Krungsri posts 2020 net profit of 23,040 million baht, building up strong provision buffer

21 January 2021

Bangkok (21 January 2021) – Krungsri (Bank of Ayudhya PCL and its business units) announced a performance for 2020 with a net profit of 23,040 million baht, representing a 14.5% decrease from normalized net profit in 2019. The acute contraction was attributed to the prudential provisioning against the backdrop of future uncertainties given the resurgence of COVID-19 cases in December 2020 and fragile economic recovery outlooks. The asset quality remains strong with NPL ratio at 2.00% and the coverage ratio at a record high of 175.12%.

Amid challenging economic conditions, Krungsri still continued driving four strategic pillars focusing on customer experience enhancement, data-driven capabilities, partnership strategy, and overseas business expansion. Examples of achievement include the conversion of the status of Hattha Kaksekar Ltd., Krungsri’s subsidiary in Cambodia, from a microfinance company to a commercial bank named Hattha Bank Plc., the expansion to ASEAN with the 50% stake acquisition of ownership in SB Finance Company, Inc, a subsidiary of Security Bank Corporation (SBC) in the Philippines, investment in and strategic alliance with Grab, and the successful launch of ‘Kept’ – an online savings management platform which has been well received by our target groups. Furthermore, Krungsri adopted proactive and agile approaches to cope with COVID-19 and economic volatility in the 2H2020, focusing on continued customer support, maintaining strong asset quality, and efficiently managing operating expenses.
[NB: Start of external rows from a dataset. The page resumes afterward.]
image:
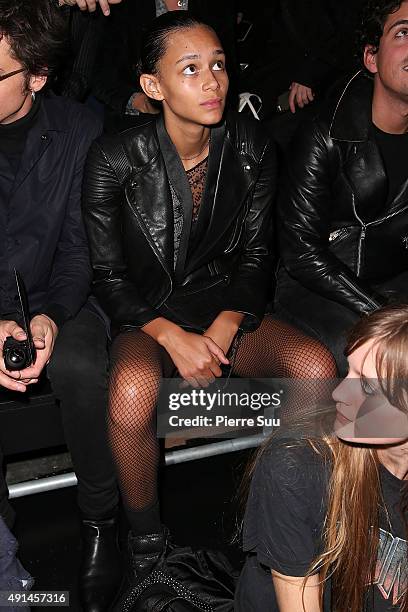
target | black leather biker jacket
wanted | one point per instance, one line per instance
(339, 236)
(128, 211)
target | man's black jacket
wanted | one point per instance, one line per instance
(339, 234)
(128, 211)
(41, 228)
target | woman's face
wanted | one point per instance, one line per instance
(364, 415)
(192, 79)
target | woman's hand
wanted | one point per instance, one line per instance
(90, 5)
(196, 357)
(300, 95)
(223, 329)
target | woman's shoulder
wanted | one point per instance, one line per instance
(137, 144)
(247, 135)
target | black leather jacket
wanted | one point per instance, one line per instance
(128, 213)
(339, 236)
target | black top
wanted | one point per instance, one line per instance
(284, 522)
(41, 228)
(13, 136)
(394, 152)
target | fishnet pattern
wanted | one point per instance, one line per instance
(196, 178)
(278, 350)
(137, 365)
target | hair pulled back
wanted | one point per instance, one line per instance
(154, 42)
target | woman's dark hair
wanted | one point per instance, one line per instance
(374, 16)
(154, 41)
(35, 31)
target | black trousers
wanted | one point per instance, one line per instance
(324, 319)
(78, 371)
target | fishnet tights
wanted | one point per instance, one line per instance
(137, 365)
(278, 350)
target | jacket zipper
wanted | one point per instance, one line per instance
(364, 227)
(358, 291)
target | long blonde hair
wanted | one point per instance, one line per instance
(351, 531)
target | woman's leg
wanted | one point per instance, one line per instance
(279, 350)
(137, 363)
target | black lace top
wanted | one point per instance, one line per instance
(196, 178)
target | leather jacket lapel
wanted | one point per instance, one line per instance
(231, 182)
(178, 179)
(365, 172)
(211, 181)
(148, 195)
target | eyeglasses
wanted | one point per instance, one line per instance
(3, 77)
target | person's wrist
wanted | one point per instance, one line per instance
(168, 335)
(52, 323)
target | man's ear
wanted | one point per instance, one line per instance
(37, 82)
(370, 59)
(151, 86)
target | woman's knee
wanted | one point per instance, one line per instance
(132, 399)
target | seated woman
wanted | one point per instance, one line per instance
(327, 516)
(179, 219)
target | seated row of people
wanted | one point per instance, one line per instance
(180, 222)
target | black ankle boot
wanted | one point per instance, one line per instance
(100, 573)
(144, 552)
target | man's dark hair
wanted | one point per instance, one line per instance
(36, 33)
(374, 16)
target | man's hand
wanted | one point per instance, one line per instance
(44, 332)
(299, 95)
(142, 103)
(90, 5)
(10, 380)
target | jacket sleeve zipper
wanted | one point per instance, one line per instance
(356, 290)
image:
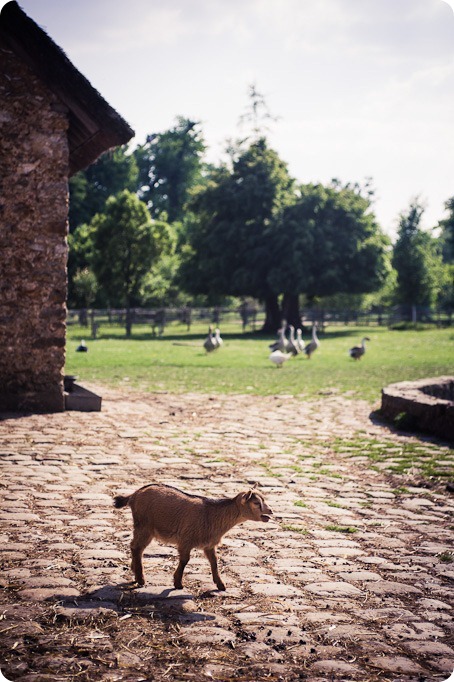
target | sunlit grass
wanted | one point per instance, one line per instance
(177, 362)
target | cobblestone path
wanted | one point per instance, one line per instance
(351, 581)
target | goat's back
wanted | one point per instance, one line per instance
(172, 515)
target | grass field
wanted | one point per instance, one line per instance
(178, 363)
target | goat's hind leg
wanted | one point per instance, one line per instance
(140, 540)
(210, 553)
(185, 555)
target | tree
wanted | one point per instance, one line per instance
(89, 189)
(447, 233)
(125, 244)
(416, 260)
(230, 239)
(327, 242)
(170, 163)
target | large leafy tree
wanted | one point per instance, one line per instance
(170, 164)
(416, 259)
(126, 242)
(231, 237)
(328, 242)
(89, 189)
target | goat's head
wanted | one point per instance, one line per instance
(254, 507)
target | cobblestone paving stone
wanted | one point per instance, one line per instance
(351, 581)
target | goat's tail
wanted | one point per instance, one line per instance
(121, 501)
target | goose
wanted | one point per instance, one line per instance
(358, 351)
(278, 357)
(291, 343)
(313, 344)
(281, 343)
(209, 343)
(299, 340)
(217, 338)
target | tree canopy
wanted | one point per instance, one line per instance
(169, 164)
(126, 242)
(257, 235)
(416, 259)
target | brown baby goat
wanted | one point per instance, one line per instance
(187, 521)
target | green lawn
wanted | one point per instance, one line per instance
(177, 361)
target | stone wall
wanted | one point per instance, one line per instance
(425, 404)
(33, 240)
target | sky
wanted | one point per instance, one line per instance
(360, 88)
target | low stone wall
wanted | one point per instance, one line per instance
(427, 404)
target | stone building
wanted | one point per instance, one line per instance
(52, 124)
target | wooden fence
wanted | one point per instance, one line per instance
(251, 318)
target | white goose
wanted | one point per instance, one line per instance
(209, 343)
(313, 344)
(358, 351)
(281, 342)
(278, 357)
(217, 338)
(291, 343)
(299, 340)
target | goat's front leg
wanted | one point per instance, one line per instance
(140, 540)
(210, 553)
(185, 555)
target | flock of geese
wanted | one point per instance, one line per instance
(287, 345)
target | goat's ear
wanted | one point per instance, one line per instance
(245, 497)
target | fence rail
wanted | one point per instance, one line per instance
(251, 318)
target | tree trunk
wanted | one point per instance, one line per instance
(273, 317)
(291, 310)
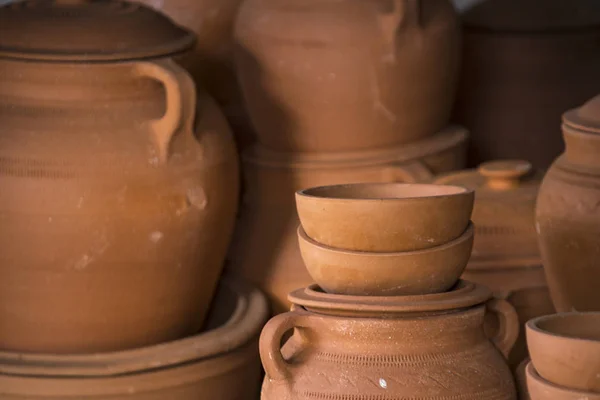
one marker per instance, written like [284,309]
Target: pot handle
[403,14]
[410,172]
[276,367]
[181,99]
[508,331]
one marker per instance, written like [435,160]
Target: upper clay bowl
[565,349]
[428,271]
[540,389]
[384,217]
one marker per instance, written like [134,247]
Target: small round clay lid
[87,30]
[533,15]
[504,212]
[464,294]
[586,117]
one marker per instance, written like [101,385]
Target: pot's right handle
[181,99]
[409,172]
[508,331]
[276,367]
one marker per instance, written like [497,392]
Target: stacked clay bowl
[565,356]
[385,239]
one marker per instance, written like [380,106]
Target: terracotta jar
[568,218]
[506,257]
[399,347]
[334,76]
[512,109]
[118,180]
[265,248]
[201,366]
[211,61]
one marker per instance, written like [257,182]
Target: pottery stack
[565,354]
[524,63]
[118,192]
[389,316]
[338,92]
[506,256]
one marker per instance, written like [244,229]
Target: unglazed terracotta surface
[541,389]
[433,270]
[118,180]
[421,347]
[565,349]
[568,217]
[221,363]
[512,109]
[333,76]
[506,256]
[265,248]
[384,217]
[211,61]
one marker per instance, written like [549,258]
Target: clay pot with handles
[335,76]
[353,347]
[118,180]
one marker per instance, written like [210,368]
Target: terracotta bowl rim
[531,373]
[449,192]
[533,325]
[467,235]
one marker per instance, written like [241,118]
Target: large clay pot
[568,217]
[506,257]
[265,248]
[321,75]
[221,363]
[211,61]
[512,108]
[118,180]
[398,347]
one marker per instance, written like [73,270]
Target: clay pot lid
[586,117]
[239,314]
[533,15]
[464,294]
[87,30]
[504,212]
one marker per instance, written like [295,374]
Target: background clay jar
[506,256]
[333,76]
[512,109]
[265,246]
[221,363]
[353,347]
[568,217]
[211,61]
[116,219]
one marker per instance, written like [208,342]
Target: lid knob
[504,174]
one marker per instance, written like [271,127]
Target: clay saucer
[384,217]
[565,349]
[433,270]
[463,295]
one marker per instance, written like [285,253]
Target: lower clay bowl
[220,363]
[541,389]
[428,271]
[565,349]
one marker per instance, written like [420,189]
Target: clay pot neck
[76,84]
[581,148]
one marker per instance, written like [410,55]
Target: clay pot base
[540,389]
[464,294]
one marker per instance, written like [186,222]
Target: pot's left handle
[276,367]
[508,318]
[180,91]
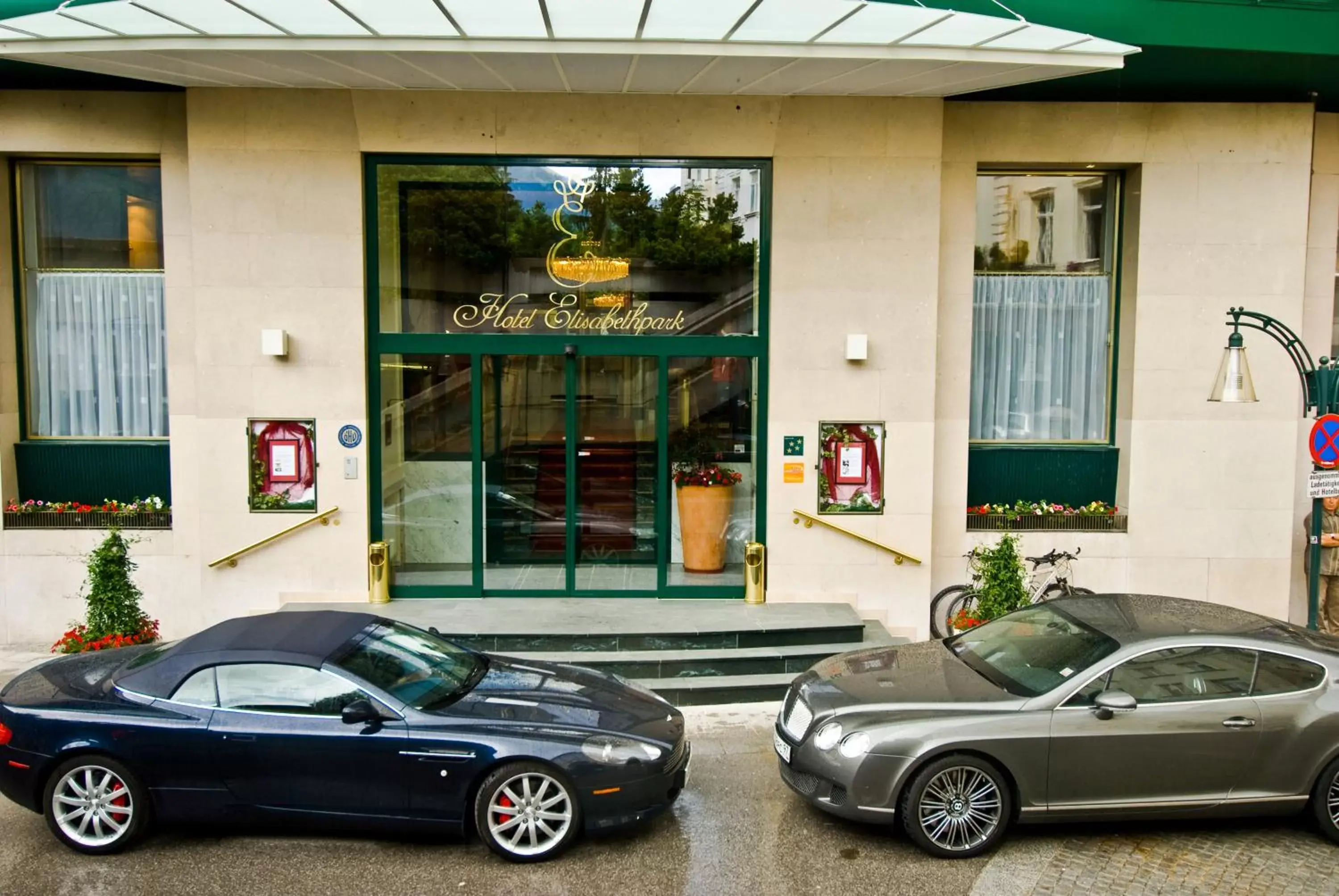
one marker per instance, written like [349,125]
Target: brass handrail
[324,519]
[811,520]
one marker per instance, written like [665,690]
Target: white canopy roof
[770,47]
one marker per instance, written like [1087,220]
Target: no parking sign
[1325,441]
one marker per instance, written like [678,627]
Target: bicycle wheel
[939,610]
[967,601]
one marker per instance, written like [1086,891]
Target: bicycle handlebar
[1053,556]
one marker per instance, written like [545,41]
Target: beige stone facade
[872,231]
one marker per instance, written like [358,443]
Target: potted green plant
[113,615]
[1001,583]
[705,491]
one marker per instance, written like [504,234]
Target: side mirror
[361,712]
[1108,704]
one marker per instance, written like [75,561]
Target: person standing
[1327,594]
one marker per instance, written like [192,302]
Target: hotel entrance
[544,370]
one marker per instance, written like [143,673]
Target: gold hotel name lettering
[496,308]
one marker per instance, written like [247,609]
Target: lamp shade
[1234,381]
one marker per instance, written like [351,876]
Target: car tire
[1325,801]
[548,816]
[966,601]
[96,805]
[939,607]
[956,807]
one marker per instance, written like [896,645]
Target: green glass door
[570,460]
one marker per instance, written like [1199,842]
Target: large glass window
[93,300]
[557,343]
[1042,307]
[620,249]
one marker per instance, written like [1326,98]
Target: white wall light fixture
[274,343]
[857,347]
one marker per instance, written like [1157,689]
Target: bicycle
[1056,583]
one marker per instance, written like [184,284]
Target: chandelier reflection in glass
[574,272]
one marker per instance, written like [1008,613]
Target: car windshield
[1033,650]
[414,666]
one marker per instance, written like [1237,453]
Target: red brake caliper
[120,799]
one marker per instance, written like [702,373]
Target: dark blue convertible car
[335,717]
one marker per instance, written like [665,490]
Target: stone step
[697,664]
[602,625]
[713,690]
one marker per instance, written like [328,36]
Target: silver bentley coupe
[1088,708]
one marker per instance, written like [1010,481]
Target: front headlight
[855,745]
[615,751]
[828,736]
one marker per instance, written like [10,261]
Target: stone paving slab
[596,615]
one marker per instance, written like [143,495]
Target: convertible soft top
[303,638]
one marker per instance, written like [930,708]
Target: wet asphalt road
[737,830]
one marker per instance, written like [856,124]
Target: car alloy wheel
[527,812]
[93,805]
[1325,801]
[956,807]
[1333,801]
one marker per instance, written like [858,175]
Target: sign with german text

Key highlights of Krungsri’s consolidated 2020 results:
  • Net Profit: Recorded at 23,040 million baht, representing a 14.5% decrease from normalized net profit in 2019, largely due to higher prudential provisioning.
  • Loan Growth: Increased by 0.8%, or 15,058 million baht, from December 2019, driven by retail and SME loans which grew by 2.2% and 2.0%, respectively. Meanwhile, corporate loans contracted by 1.5%, mainly due to loan repayments made by Thai corporates.
  • Deposit Growth: Totaled 1,834,505 million baht, an increase by 17.1%, or 267,620 million baht, from December 2019, attributed to an increase in savings deposits.
  • Net Interest Margin (NIM): Recorded a 3.47%, moderating from 3.60% in 2019, driven by interest rate reductions following assistance measures for customers impacted by the COVID-19 outbreak.
  • Non-Interest Income: Decreased 3,877 million baht or 10.6% from normalized non-interest income in 2019, resulting from lower fee and service income following the economic slowdown.
  • Cost to Income Ratio: Improved to 42.52% from 45.1% normalized cost to income ratio in 2019, reflecting effective operating expense control.
  • Non-Performing Loans (NPL) Ratio: Recorded low level at 2.00%, compared to 1.98% in December 2019, reflecting its prudential control and management of asset quality.
  • Coverage Ratio: Recorded at new high of 175.12%, compared to 163.82% in December 2019.
  • Capital Adequacy Ratio: Remained strong at 17.92%, compared to 16.56% in December 2019.

Krungsri President and Chief Executive Officer Mr.Seiichiro Akita, said “Krungsri is of the view that the Thai economic recovery would take at least two years before returning to the pre-pandemic level. And, barring the heightened risks pertaining to the recent domestic outbreak of COVID-19, Krungsri Research forecasts the Thai economy to grow by 2.5% for 2021, from the low base which is a contraction of 6.4% in 2020. Furthermore, the recovery is expected to be uneven across economic sectors and firms in different industries.”

“In 2021, as a Domestic Systemically Important Bank (D-SIB), coupled our robust financial strength, Krungsri will continue to be prudent and vigilant on our risk management, while continuing our preemptive assistance measures across impacted industries and customer segments and supporting the Thai economic recovery at large.”

As of 31 December 2020, Krungsri, Thailand’s fifth largest bank in terms of assets, loans and deposits, and one of Thailand’s five Domestic Systemically Important Banks (D-SIBs), reported 1.83 trillion baht in loans, 1.83 trillion baht in deposits, and 2.61 trillion baht in total assets. The Bank’s capital was strong at 276.26 billion baht, equivalent to 17.92% of risk-weighted assets, with 12.85% in common equity tier 1 capital.